In addition, shareholders will be able to buy the same BHP shares around the world via BHP Group
Limiteds listings on the Australian, London and Johannesburg stock exchanges as well as our NYSE listed ADR program.
We believe these benefits are
significant for our future, underpin our strategy and support long-term shareholder value creation.
Now turning to the proposal in more detail.
A unified BHP will, through BHP Group Limited, have a primary listing on the Australian Securities Exchange, a standard listing on the London Stock Exchange,
a secondary listing on the Johannesburg Stock Exchange, and a Level 2 ADR program on the New York Stock Exchange. This means that shareholders can continue to invest in BHP in the same markets as they do now.
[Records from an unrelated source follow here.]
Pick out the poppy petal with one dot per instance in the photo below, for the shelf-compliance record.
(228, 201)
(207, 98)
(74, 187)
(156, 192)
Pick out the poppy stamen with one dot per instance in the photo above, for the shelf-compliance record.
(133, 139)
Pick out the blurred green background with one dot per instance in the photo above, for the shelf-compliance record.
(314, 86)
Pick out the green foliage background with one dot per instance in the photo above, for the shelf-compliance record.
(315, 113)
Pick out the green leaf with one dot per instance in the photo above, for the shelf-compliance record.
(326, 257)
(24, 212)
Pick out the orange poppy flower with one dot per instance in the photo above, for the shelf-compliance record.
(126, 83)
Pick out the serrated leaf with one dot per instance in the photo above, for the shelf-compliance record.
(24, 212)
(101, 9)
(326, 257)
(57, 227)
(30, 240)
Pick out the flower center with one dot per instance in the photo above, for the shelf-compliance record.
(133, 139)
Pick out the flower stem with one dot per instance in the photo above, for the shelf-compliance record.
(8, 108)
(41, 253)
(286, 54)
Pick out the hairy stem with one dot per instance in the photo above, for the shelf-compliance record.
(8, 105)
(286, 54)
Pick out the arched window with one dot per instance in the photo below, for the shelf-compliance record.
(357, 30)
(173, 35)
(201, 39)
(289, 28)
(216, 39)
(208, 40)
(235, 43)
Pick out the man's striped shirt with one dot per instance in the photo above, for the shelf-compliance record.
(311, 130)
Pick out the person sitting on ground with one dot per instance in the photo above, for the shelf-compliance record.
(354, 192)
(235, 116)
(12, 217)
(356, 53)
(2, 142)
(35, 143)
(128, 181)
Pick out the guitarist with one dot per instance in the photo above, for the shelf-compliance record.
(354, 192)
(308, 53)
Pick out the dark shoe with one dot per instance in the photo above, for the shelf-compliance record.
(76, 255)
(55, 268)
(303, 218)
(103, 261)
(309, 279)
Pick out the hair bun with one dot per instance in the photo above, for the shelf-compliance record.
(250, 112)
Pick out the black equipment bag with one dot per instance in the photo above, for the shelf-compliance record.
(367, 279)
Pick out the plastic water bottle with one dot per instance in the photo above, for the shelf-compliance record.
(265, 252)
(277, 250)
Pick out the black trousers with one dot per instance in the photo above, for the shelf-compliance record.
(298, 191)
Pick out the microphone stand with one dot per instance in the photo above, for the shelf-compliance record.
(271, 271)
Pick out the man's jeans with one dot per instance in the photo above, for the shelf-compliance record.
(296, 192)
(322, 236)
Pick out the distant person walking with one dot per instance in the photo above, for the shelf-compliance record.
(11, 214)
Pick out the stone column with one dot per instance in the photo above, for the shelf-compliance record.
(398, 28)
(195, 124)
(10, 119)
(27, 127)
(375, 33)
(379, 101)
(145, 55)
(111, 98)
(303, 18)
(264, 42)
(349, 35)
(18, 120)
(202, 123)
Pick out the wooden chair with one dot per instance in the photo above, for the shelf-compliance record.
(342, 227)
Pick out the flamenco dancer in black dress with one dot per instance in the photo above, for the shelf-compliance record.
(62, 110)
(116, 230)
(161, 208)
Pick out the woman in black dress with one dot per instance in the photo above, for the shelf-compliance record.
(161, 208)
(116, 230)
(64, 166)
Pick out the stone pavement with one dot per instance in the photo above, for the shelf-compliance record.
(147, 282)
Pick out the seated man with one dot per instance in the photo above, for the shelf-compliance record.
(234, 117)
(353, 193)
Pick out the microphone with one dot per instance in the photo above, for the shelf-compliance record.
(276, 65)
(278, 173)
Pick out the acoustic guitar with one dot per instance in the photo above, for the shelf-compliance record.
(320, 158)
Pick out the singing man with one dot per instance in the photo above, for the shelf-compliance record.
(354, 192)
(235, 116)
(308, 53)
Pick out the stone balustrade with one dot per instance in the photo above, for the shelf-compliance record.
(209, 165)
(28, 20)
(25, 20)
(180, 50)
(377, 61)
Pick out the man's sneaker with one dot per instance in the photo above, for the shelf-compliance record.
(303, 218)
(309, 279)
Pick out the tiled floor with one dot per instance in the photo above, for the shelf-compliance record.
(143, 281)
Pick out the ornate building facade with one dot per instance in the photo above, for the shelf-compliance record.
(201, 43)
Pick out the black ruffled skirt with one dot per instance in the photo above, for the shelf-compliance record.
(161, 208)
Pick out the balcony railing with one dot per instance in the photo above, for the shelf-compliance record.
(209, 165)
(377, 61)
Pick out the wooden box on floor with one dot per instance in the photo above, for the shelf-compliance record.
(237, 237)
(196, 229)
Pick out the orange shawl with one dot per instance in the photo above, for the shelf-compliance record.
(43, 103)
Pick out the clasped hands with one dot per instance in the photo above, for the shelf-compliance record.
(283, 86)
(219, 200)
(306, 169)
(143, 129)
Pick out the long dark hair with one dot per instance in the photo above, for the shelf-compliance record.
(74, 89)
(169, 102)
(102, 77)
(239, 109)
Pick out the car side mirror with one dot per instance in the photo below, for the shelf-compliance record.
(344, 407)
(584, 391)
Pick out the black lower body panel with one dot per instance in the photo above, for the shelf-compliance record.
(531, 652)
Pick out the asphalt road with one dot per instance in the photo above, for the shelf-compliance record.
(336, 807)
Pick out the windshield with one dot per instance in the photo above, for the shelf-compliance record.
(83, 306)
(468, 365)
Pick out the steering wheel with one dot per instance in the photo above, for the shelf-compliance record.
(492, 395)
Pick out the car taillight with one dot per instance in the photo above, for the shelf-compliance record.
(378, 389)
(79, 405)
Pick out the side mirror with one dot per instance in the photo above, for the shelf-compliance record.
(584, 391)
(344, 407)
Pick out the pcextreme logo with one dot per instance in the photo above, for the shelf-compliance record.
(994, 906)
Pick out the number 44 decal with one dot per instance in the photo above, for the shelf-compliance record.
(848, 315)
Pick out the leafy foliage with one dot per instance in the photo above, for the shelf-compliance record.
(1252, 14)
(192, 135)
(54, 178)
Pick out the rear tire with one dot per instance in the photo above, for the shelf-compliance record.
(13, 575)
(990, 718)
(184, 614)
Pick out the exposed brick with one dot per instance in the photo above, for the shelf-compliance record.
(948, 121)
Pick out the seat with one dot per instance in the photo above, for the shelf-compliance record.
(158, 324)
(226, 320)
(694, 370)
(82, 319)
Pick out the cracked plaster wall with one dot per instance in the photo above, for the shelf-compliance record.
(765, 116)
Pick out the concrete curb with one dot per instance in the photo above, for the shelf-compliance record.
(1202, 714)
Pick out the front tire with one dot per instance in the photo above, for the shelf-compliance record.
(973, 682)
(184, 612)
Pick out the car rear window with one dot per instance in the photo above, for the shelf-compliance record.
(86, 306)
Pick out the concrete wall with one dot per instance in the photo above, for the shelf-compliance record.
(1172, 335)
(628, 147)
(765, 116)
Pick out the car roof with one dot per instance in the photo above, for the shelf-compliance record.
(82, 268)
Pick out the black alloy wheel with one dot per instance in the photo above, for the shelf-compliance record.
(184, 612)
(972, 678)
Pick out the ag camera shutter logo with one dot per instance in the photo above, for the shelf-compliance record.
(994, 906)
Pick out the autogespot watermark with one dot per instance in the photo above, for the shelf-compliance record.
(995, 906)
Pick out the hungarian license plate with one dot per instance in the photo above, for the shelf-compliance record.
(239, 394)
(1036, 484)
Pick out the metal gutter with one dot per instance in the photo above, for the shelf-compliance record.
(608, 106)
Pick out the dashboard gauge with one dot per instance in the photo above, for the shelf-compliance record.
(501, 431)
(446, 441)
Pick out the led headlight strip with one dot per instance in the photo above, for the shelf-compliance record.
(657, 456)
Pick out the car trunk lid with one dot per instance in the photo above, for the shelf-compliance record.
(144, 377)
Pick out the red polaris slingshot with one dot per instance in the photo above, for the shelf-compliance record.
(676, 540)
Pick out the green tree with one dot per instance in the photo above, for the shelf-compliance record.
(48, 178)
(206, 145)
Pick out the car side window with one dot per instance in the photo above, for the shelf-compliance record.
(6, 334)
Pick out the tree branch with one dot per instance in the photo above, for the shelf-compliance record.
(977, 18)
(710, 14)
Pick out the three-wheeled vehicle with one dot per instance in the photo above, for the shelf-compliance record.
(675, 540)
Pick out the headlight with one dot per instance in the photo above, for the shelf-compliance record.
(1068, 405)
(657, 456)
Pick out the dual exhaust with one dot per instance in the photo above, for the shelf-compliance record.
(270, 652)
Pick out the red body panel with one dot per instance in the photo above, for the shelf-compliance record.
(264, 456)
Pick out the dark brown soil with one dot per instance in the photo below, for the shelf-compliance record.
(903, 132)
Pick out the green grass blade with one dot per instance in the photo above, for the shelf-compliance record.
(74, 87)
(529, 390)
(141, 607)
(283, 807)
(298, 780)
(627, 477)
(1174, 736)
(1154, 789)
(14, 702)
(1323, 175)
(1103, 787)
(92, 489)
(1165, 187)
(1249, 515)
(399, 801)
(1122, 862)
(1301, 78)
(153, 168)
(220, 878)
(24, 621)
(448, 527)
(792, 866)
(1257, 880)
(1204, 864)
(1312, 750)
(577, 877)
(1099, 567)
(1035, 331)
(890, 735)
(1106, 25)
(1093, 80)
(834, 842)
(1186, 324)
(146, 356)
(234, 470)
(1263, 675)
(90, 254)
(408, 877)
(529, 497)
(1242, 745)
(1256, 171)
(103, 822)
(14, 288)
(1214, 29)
Plc shareholders will be entitled to receive Limited shares in exchange for each Plc share held by them at the relevant time on a one-for-one basis.
Importantly, the dividend policy and ability to distribute
franking credits will remain the same. And BHPs considerable franking credit balance means that dividends paid to non-Australian shareholders will not be subject to Australian withholding tax for the
foreseeable future.
It will also not change BHPs strong fundamentals it will not change BHPs underlying assets nor operations,
workforce, executive leadership team, Board or cash flow generation, or our commitment to strong governance and social value.
As a result, the Board is
strongly supportive of the move to unification and the benefits it will bring.
To conclude, the DLC has served us well for many years. However, its
suitability for our organisation has diminished over time.
Today BHPs portfolio is simpler and focused on growing long-term value from
future-facing commodities.
And we require a corporate structure that supports this that is fit-for-purpose.
We believe now is the right time to take this step.
Unification will only proceed if it is supported by both Plc and Limited shareholders.